Sickle cell disease is an inherited gene disease that manifests itself through affecting the red blood cells by modifying their shape and rigidity. Red blood cells have a round shape; they are flexible and smooth. Sickle cell patients have stiff red blood cells that portray a letter C in shape. Sickle cell disease is a gene disorder of the red blood cells that occurs when the hemoglobin protein is defective and deficient (Embury, 1994). This paper discusses the symptoms, care and management of sickle cell disease in children, as well as possible advancement of therapies available to patients. It also highlights the possible management of various disorders and disease conditions that may affect sickle cell patients.
Various researches indicate that sickle cell disease usually develops in people of African, African American and Hispanics origins. The medical fraternity has progressively tried to develop measures that could decrease the mortality of infants with sickle cell disease. Screening of infants carried in hospital helps detect those with sickle cell disease. This helps to manage proper comprehensive medical care of the affected children and provides psychological education on the disease management for their parents. Early researches documented high mortality rates of infants with sickle cell disease in their first five years. Children’s death was caused by different infections and sequestration of the spleen. Optimal health care maintenance for children with sickle cell disease involves integration of pediatric hematologists, nurses, social workers, psychologists and genetic counselors (Alston, Valrie, & East Carolina University, 2011). Pediatric hematologist educates the family on the needs of the infant or child and provides support for the family. Nurses take clinical examination of a child and prescribe drugs for any developing ailments. Psychologist offers emotional support to the family and educates parents on how to provide their affected child with support and care.
Sickle cell disease affects the shape of the red blood cells transforming them from round shape into C-shape. This derives from the deoxygenating of hemoglobin S, which causes replacement of glutamic acid that is in charge of interaction with the other hemoglobin molecule. This combination leads to an appearance of large polymers, which, through polymerization of hemoglobin S, results in shape distortion of red blood cell. This biological phenomenon makes the red blood cells support insufficient oxygen in the blood, which makes the patient’s health fragile because of low oxygen levels (Embury, 1994). Through research on this phenomenon, attempts to create medical solutions to the disease are progressing, though at a slow pace. There is a technological advancement suggesting that gene transplant would help manage the disease, though such method has some practical difficulties.
Patients with sickle cell disease require significant clinical care, especially when they are diagnosed with infections. There are fatal infections that often affect people with sickle cell disease causing aplastic crisis, acute chest syndrome, acute splenic sequestration, gallbladder disease and kidney failure. These infections require comprehensive pediatric tertiary care of the affected children. National health statistics indicates that slightly more than 70.000 children with sickle cell disease are born annually. There are different types of sickle cell disease, but the common one is sickle cell anemia. Although there is minimal progress in the treatment methodology of sickle cell diseases, there is a method of the stem cell transplant, which may cure some patients (Embury, 1994).
The main discomfort associated with sickle cell disease is acute pain in the body muscles and joints. Although the scientists are still in search of the best possible cure for sickle cell disease, it seems to be elusive, considering the cause and mode of infection. The best remedy to the disease discomforts is the use of various therapies. There are different management severity levels of sickle cell disease in the affected patients.
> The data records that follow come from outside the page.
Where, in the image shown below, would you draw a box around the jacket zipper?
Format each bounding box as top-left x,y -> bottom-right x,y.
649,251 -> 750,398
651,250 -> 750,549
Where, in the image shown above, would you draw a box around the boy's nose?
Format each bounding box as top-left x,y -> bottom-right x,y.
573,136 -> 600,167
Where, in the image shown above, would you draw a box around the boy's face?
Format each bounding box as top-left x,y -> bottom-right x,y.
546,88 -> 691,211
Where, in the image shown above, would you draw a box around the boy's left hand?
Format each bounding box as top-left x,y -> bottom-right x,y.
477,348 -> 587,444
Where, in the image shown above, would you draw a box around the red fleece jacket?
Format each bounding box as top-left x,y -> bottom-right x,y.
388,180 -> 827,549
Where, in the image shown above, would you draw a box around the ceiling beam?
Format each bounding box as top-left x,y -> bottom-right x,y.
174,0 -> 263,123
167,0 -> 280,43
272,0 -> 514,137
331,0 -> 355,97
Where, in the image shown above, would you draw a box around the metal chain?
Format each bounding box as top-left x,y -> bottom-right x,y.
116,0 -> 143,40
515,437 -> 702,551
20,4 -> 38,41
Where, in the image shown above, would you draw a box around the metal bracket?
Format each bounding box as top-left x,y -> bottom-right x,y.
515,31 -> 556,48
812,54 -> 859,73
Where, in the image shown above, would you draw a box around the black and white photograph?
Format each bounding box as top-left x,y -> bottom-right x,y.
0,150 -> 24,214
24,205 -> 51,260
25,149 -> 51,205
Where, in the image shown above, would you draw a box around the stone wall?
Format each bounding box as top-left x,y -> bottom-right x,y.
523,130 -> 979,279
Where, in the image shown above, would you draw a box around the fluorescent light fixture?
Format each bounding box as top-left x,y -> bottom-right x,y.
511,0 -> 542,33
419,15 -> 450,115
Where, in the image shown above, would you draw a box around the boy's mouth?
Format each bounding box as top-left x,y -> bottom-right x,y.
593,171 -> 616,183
The therapies may be clinical or contemporary depending on the severity of pain (Meyer & Robb, 2005). The study by Sibinga, Shindell, Casella, Duggan and Wilson (2006) has showed how useful contemporary and alternative (CAM) therapies are in managing pain and psychological stress in children with sickle cell disease. This study highlighted also the various alternative therapies, such as biochemical therapy that involves mega vitamins and herbal medications, bioenergetics therapies that involve spiritual exercising and prayers and biomechanical therapies that involve body massage.
Researches on the cure of sickle cell disease are in progress. Currently, different therapies are regarded as the only way of the disease management. Unfortunately, scientists do not clearly understand the biological process through which the disease manifests itself, though it helps to discover more gene modifications. It is critical to detect and manage any infections as early as possible in order to avoid complications that could arise from the reaction with the disease. Sickle cell disease is a gene disorder. Therefore, its treatment may be possible through gene transplant and modification. Children affected by sickle cell disease require comprehensive medical and psychological care and support that will help them fight the predicament. The use of both clinical and alternative contemporary therapeutic measures indicates that sickle cell disease is manageable.